With the disruption of school in the spring, 5th grade teacher Rhonda Eaton and Principal Lisa Warshafsky had to come up with new, engaging activities for their Summer STEAM Camp. Supported by EiE, and through funding from The Lynch Foundation, the Summer STEAM Camp bridged the gap to help provide engaging hands-on lessons in a virtual setting.
“Everything I teach is collaborative. Every time they sit in groups, they talk in groups, they socialize in groups,” Mrs. Eaton said, as she explained the challenges of converting hands-on learning to distance lessons. “I'm having to rethink everything I do.”
While their students have traditionally used EiE’s Engineering Everywhere program at the end of the school year, this year, the veteran teacher created a modified version for a virtual, socially distanced experience.
SJP2CA 6th grade engineers on the ready!
Each curated Engineering Adventure and Engineering Everywhere unit comes with supplies for hands-on engineering activities, from creating an hourglass to modeling water runoff in big cities. Mrs. Eaton demonstrated lessons through video chats with her students. Then, the middle schoolers completed the activity independently and either live streamed or recorded their experiments.
“They were eager to show their projects,” Theresa O’Neill, a liaison and thought partner for SJP2CA and the Catholic Schools Office said after observing students’ videos of their experiments. “And, they were eager to learn.”
One student, Erika, created an amazing cityscape out of plastic cups and tin foil to model how stormwater runs through an urban landscape. Another, Niyah, used gravel and sand to act as fake pollutants in order to show the impact of trash on water flow.
SJPCA Lower Mills- 7th grader with her individually packed, EiE On-the-Go material kits
And parents loved engaging with the experiments, too, the educators said.
“Some of our families do not have the financial resources to purchase all of the materials, particularly during these challenges times,” Warshafsky said, explaining the feedback she’d gotten from parents. “We want all students to have access to high quality programming and that was able to happen. Our students were engaged and excited to be a part of the learning process.”
Throughout the summer program, the school arranged socially-distant pickup points for parents and students to drive by and get their kits. According to Mrs. Eaton, the families always met her in the school parking lot on-time, excited to receive their materials and wondering what the next lessons would be.
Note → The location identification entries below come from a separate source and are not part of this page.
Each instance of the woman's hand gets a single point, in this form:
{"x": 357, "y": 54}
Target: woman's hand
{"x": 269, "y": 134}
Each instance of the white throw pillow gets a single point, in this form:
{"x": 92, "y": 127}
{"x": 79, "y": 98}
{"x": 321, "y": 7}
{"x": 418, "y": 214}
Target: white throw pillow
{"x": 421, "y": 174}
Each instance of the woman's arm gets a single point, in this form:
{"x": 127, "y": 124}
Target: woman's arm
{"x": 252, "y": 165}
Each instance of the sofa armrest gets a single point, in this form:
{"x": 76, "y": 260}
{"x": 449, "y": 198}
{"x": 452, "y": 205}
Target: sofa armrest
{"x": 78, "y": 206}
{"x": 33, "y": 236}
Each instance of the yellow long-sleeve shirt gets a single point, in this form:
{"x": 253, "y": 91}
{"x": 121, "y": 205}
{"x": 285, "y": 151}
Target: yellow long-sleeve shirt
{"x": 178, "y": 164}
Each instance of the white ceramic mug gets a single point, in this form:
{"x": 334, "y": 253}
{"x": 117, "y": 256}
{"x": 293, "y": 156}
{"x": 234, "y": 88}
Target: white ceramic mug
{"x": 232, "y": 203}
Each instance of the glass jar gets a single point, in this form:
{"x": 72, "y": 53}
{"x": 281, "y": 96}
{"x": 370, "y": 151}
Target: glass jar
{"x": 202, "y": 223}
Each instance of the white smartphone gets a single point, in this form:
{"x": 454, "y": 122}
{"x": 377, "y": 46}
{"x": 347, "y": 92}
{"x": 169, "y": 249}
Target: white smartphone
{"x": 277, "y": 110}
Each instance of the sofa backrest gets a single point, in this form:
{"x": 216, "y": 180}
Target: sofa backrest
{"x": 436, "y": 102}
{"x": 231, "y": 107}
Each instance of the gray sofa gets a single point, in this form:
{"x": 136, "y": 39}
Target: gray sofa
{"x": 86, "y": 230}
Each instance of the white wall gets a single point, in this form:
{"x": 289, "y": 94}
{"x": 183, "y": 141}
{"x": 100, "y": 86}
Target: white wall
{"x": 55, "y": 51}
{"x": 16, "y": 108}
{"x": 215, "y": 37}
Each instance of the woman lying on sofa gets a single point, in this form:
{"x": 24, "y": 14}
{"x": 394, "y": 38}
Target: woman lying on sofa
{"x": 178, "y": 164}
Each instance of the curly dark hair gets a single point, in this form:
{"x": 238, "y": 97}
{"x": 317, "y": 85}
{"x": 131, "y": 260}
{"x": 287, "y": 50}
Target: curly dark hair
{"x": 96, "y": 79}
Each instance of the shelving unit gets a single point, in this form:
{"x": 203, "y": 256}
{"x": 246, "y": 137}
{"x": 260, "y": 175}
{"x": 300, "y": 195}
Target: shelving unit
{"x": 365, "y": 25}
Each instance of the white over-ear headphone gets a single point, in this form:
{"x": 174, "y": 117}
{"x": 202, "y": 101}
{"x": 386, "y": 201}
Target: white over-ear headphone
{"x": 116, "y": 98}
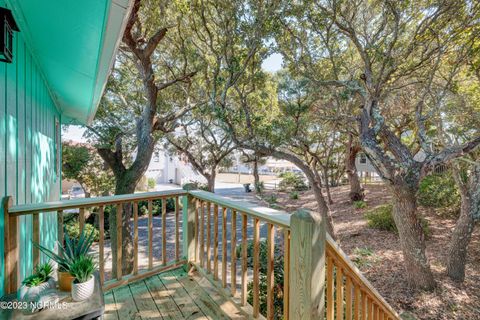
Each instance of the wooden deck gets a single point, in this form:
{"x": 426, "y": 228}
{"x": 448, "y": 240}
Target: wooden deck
{"x": 170, "y": 295}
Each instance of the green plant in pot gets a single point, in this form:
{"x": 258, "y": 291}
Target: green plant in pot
{"x": 37, "y": 283}
{"x": 83, "y": 284}
{"x": 67, "y": 255}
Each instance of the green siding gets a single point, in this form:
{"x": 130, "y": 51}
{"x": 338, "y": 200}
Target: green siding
{"x": 28, "y": 171}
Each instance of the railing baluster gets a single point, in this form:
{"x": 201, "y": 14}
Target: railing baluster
{"x": 270, "y": 272}
{"x": 150, "y": 234}
{"x": 244, "y": 259}
{"x": 286, "y": 273}
{"x": 177, "y": 232}
{"x": 339, "y": 293}
{"x": 164, "y": 231}
{"x": 119, "y": 241}
{"x": 11, "y": 247}
{"x": 348, "y": 298}
{"x": 233, "y": 253}
{"x": 135, "y": 237}
{"x": 224, "y": 247}
{"x": 215, "y": 242}
{"x": 60, "y": 226}
{"x": 202, "y": 234}
{"x": 101, "y": 244}
{"x": 356, "y": 302}
{"x": 330, "y": 296}
{"x": 369, "y": 309}
{"x": 36, "y": 238}
{"x": 256, "y": 267}
{"x": 197, "y": 240}
{"x": 81, "y": 219}
{"x": 364, "y": 305}
{"x": 209, "y": 265}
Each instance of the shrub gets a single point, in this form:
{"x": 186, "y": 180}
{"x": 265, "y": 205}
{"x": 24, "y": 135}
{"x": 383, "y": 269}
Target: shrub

@sjp2ca_lowermills and families posting on social media
about their excitement for their #eieinspired STEM adventures
“These are students that have no incentive other than pure learning,” O’Neill said. “There are no grades to this – it's summer time. They had the materials in front of them, they could have very easily not shown up and not done the projects, but they were excited to.”
Overall, the school considered this year’s summer program a massive success. Parents started asking for similar activities for students in other grades and expanded engineering lessons that had been given during the regular school year. With plans to include more Engineering Everywhere lessons in the future, Mrs. Eaton and SJP2CA are looking forward to seeing where the curricula take them.
“I would definitely like to say thank you to the Museum of Science, The Lynch Foundation and The Catholic Schools Office,” Principal Warshafsky said. “Because I know this would not have been possible without the support of all involved.”